森>森の工作室にはコタツがありません。コタツは女房のものです。バルサボードとかいう工作用の板が発売されてますね。あれがいいのではないですか。森は、そうですね。7年くらい前に「プレストレスの法則」というのに気がついて、それから、主翼は台に固定しないで作るようになりました。空中工作法です。はは、もっともシビアなスタント機を作りませんから、加藤さんとは要求条件が違いますよ。

加>「プレストレスの法則」というのは、前に聞きました。部品を接着するときに無理があると、それが原因で全体がひずむというものですね。森君のように空中で主翼が作れるというのは目が確かなのです。加藤は目が悪いのでだめです。どうしても工具に頼ってしまいます。

森>空中で作ると言っても、接着するときは台の上に置いてあります。ただ、固定しません。固定してしまうと、ひずみに気がつかなくなるのです。ジグに固定して作ればゆがまないというのは完全な錯覚です。力を入れて固定すると、その力は、固定を外したときに解除され、変形します。昔は、ちょっと力をいれてパーツをはめ込む方が出来上がりが丈夫な気がしたのですが、今は逆にスカスカくらいではめ込みます。余分な力をかけないのが鉄則です。

加>なるほど、ジグには確かに頼ってしまいます。ついつい無理して接着しますね。特に、最近は瞬間接着剤ですから、少しの間、手で押さえてくっつけてしまいます。これがまずいわけですね。

森>そうです。接着剤がその場をくっつけますが、そのときかけていた力は、材料に残るわけです。それが、ストレスですね。この「プレストレスの法則」は、グループの人間関係にも適用できます。グループに新しい人間が入ったとき、ちょっと無理をして、縮んだり伸びたり(つまり、ネコをかぶったり、逆に見栄をはったり)して入ると、その無理はグループ全体のひずみになるのです。

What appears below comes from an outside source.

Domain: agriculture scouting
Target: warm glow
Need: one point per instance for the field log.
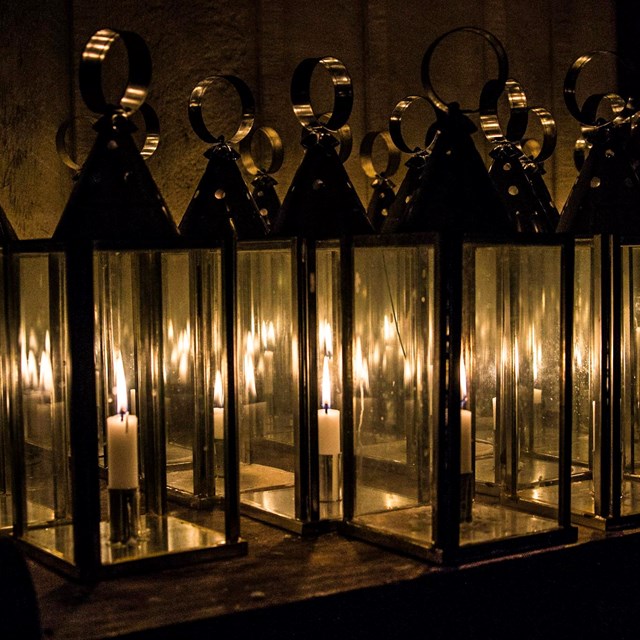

加>うーん。それは面白い。わかりますね。飛行機作りがこういう方向に役立つとは思いませんでした。ところで、はめ込むパーツが少し大きいときは削れば良いですが、小さいときや届かないときは、面倒でも部品を作り直すのが良いわけですね。これは、なかなかできませんね。そうしなくてはならないのでしょうけど。主翼や胴体のプランクで曲面のところも、本当は曲げ癖を十分つけて、力をかけなくても合う状態にして接着すべきですが、これも面倒です。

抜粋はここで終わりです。